I wanted to inspire other women to live their best lives abroad, so I started a meet-up group on Facebook for international women who are ambitious in creating their best lives abroad in Germany.
Now this group has 200 members and we’ve had five meetups where we share stories of our victories, pain-points, and discoveries. It’s an amazing group of women, and without my break up, I would have never thought have created this strong community. Soon, I hope to even make it into a business offering workshops and events.
It has become a passion I didn’t even know existed, and I am very fulfilled from it in more ways than I was from my previous relationship.
I found new best friends and was able to connect with others through our shared experiences.
I joined an online community (Mend) with other people going through heart-breaks and these people became a huge support system. I found that many people had the same thing happen to them and that in fact, I wasn’t alone in my journey alone in a foreign country.

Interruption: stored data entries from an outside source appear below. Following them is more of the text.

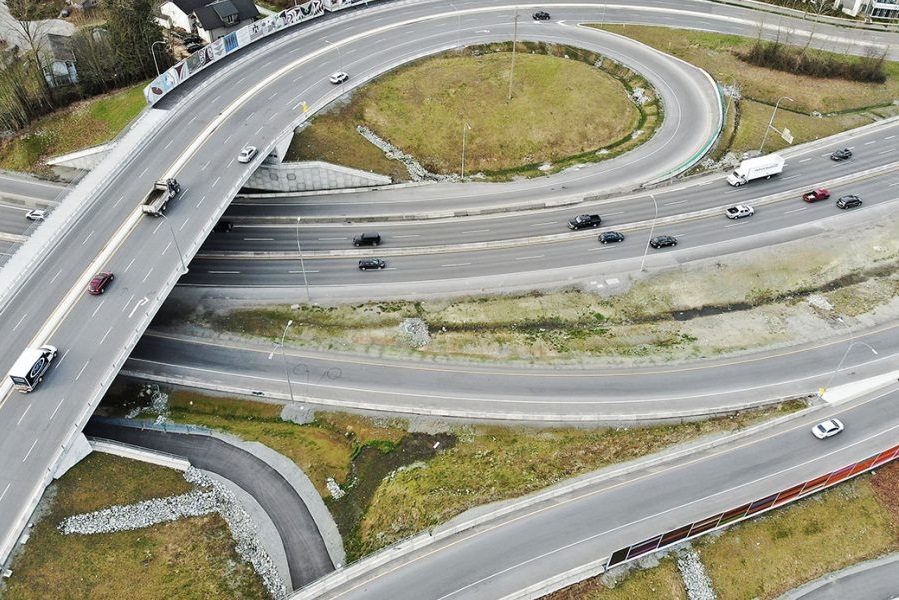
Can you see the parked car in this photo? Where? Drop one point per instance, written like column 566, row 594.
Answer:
column 850, row 201
column 816, row 195
column 828, row 428
column 662, row 241
column 369, row 264
column 841, row 154
column 246, row 154
column 610, row 237
column 99, row 282
column 582, row 221
column 367, row 239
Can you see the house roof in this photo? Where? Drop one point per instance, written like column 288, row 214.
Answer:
column 212, row 15
column 60, row 47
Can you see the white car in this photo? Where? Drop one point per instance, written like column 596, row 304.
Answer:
column 247, row 154
column 827, row 429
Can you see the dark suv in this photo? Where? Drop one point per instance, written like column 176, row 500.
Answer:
column 851, row 201
column 661, row 241
column 367, row 239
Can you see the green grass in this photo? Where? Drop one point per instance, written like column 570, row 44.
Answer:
column 78, row 126
column 766, row 557
column 422, row 108
column 189, row 559
column 843, row 104
column 500, row 463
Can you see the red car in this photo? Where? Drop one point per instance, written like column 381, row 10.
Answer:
column 815, row 195
column 99, row 282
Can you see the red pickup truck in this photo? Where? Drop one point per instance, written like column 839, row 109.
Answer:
column 815, row 195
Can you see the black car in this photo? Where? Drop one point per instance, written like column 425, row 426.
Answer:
column 841, row 154
column 368, row 264
column 582, row 221
column 661, row 241
column 367, row 239
column 610, row 237
column 850, row 201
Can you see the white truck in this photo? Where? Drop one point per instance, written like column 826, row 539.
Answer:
column 756, row 168
column 739, row 211
column 158, row 199
column 29, row 368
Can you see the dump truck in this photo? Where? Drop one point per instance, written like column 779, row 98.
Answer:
column 158, row 199
column 756, row 168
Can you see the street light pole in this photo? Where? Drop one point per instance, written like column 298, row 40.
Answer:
column 175, row 239
column 465, row 126
column 302, row 264
column 514, row 43
column 153, row 53
column 651, row 229
column 284, row 358
column 771, row 121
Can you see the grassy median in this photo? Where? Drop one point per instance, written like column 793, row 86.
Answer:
column 188, row 559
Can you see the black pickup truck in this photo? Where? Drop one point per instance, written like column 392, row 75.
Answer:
column 583, row 221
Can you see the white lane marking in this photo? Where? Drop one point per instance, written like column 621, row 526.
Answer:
column 140, row 303
column 82, row 370
column 29, row 451
column 53, row 414
column 94, row 314
column 27, row 408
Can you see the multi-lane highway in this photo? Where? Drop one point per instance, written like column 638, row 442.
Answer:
column 196, row 133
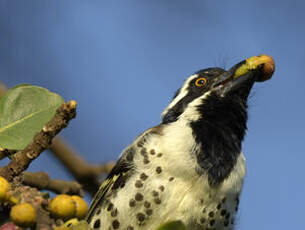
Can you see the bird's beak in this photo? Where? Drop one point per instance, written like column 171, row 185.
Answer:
column 241, row 77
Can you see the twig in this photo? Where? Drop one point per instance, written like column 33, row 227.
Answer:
column 41, row 180
column 6, row 153
column 87, row 175
column 42, row 140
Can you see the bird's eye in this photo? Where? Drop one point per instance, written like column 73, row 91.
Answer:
column 201, row 82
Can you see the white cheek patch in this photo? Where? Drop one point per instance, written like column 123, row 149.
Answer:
column 182, row 93
column 191, row 112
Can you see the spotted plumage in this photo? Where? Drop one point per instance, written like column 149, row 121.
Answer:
column 190, row 167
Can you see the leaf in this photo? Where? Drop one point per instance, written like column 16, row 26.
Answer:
column 173, row 225
column 24, row 110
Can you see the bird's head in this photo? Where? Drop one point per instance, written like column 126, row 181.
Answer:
column 213, row 103
column 216, row 89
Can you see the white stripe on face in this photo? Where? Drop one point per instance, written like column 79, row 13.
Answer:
column 182, row 93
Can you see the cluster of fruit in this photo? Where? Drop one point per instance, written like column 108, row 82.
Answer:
column 22, row 214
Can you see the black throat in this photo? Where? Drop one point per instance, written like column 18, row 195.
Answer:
column 220, row 133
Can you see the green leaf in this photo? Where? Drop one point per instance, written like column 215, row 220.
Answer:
column 24, row 110
column 173, row 225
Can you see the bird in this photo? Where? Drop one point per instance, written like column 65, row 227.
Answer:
column 190, row 167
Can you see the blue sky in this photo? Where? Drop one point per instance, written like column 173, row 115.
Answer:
column 123, row 60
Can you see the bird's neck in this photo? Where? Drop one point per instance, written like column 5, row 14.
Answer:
column 219, row 133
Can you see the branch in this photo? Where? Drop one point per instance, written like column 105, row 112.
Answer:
column 87, row 175
column 6, row 153
column 41, row 180
column 42, row 140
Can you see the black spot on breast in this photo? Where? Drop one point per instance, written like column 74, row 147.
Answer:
column 110, row 206
column 114, row 212
column 223, row 212
column 155, row 193
column 157, row 200
column 149, row 212
column 115, row 224
column 132, row 203
column 147, row 204
column 146, row 161
column 97, row 224
column 202, row 220
column 130, row 154
column 143, row 152
column 211, row 214
column 212, row 222
column 120, row 182
column 140, row 217
column 158, row 169
column 138, row 184
column 161, row 188
column 139, row 197
column 143, row 176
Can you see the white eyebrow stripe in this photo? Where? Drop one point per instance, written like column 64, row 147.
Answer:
column 182, row 93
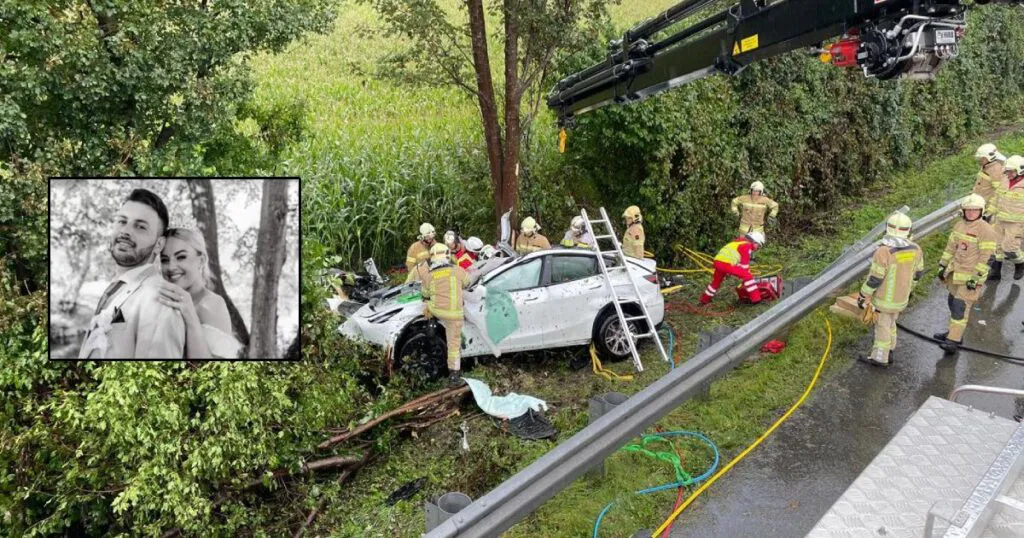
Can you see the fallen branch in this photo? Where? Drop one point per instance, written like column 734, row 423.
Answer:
column 345, row 474
column 415, row 405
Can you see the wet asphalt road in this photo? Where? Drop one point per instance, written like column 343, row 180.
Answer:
column 783, row 487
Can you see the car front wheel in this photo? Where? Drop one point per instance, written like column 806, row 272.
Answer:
column 424, row 354
column 611, row 341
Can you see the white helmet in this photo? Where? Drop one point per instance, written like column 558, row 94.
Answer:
column 758, row 238
column 474, row 244
column 426, row 232
column 577, row 224
column 1016, row 164
column 439, row 253
column 898, row 225
column 451, row 239
column 986, row 151
column 529, row 225
column 973, row 202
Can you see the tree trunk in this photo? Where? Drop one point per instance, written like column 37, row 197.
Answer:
column 269, row 260
column 510, row 161
column 485, row 96
column 201, row 193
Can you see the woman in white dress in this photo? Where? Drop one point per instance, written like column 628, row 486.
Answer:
column 185, row 267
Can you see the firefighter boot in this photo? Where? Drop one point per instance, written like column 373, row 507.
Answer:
column 949, row 346
column 995, row 270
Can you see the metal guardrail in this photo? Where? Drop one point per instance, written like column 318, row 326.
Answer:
column 984, row 388
column 522, row 493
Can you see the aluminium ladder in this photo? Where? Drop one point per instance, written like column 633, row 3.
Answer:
column 624, row 320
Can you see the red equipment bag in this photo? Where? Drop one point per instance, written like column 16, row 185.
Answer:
column 771, row 288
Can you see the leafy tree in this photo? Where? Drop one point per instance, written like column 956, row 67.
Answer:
column 453, row 47
column 89, row 87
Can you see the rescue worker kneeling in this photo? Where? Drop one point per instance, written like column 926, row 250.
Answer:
column 441, row 289
column 964, row 267
column 896, row 267
column 734, row 258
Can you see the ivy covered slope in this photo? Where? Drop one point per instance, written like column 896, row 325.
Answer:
column 813, row 133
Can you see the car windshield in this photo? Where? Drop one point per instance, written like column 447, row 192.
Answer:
column 567, row 269
column 520, row 277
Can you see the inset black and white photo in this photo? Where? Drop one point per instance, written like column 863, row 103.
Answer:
column 173, row 269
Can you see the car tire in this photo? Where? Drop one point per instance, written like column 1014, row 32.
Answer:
column 424, row 354
column 609, row 340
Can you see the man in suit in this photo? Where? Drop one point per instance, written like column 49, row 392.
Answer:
column 129, row 322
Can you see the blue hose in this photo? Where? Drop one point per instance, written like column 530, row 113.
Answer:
column 711, row 470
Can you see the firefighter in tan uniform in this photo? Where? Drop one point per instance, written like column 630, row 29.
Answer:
column 1009, row 210
column 896, row 267
column 964, row 267
column 419, row 252
column 753, row 209
column 633, row 238
column 529, row 240
column 988, row 177
column 442, row 289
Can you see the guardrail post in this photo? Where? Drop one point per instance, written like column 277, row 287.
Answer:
column 598, row 407
column 445, row 506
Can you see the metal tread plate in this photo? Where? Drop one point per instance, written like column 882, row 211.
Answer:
column 939, row 455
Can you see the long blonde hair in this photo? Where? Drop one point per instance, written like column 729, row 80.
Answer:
column 196, row 241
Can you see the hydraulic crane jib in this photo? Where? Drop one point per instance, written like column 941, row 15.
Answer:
column 885, row 39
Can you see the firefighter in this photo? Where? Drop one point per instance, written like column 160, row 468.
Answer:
column 896, row 267
column 734, row 258
column 988, row 177
column 753, row 208
column 577, row 236
column 1009, row 210
column 965, row 266
column 633, row 238
column 420, row 251
column 529, row 240
column 442, row 289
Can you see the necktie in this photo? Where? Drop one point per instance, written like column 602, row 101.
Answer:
column 108, row 293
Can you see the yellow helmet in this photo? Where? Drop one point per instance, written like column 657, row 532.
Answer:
column 529, row 225
column 1015, row 163
column 973, row 202
column 986, row 151
column 578, row 225
column 898, row 225
column 439, row 252
column 426, row 232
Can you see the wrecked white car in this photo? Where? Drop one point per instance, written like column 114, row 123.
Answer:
column 547, row 299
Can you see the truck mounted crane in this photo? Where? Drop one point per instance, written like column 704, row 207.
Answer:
column 884, row 38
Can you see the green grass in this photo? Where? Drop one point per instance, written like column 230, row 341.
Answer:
column 740, row 407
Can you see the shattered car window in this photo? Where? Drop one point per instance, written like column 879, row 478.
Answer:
column 519, row 278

I connected with them on a different level than any of my other friends, and through our shared experience we were able to overcome our painful heartbreaks together. I loved seeing their growth, and know that I contributed to it like they contributed to mine. We all realized that the break-ups abroad enriched our lives, the change was for the better and we wouldn’t exchange our friendships for anything else.
From these five things, the void from the relationship and my lonesome feeling eventually diminished and is now filled with an authentic life that I never thought I was brave enough to achieve in a country that isn’t home, by myself.
And now, a year later (which feels like a milestone), I look at everything I’ve built and achieved, and I know the change was for the better.
Sometimes people need to leave your life, to make space for better things.
I am still healing every day from the trauma, but I know that a part of healing is sharing your story, and I hope even if you just moved cities and broke up, that you know that it doesn’t mean your only option is to go home. Perhaps you coming there for your relationship was only the start of something bigger.
The change might be scary, but know that you just need to keep pushing. Good things will eventually come around. You are not alone in this.